Dia menelan ludah lagi, tiba-tiba tidak yakin harus berkata apa. Dia sudah berlatih momen ini dalam pikirannya ratusan kali, tetapi sekarang saat dia berada di sini, kata-kata meninggalkannya.
Tangan Lauren menyentuh mulutnya, matanya membesar saat ia terus menatapnya, air mata berkumpul di matanya.
Dia melangkah mundur, napasnya tersengal seakan tidak bisa percaya pada apa yang dilihatnya.
"Steffan?" bisiknya, suaranya bergetar, mentah dan penuh dengan campuran harapan dan ketakutan.

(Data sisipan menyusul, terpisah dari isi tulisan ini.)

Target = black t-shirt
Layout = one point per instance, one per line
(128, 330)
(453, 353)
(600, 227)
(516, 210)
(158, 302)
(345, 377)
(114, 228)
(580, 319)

Seolah-olah menyebut namanya akan menghancurkan ilusi itu, dan dia akan menghilang lagi.
"Ini aku," kata Steffan, suaranya lembut namun penuh dengan emosi yang sulit dijelaskan. "Aku di sini, Lauren. Aku hidup."
Lutut Lauren lemas, dan ia meraih bingkai pintu untuk menstabilkan diri.
Air mata yang telah berkumpul di matanya, akhirnya mengalir di pipinya saat dia terus menatapnya, mengambil setiap detail seolah-olah mencoba untuk mencetaknya dalam pikirannya.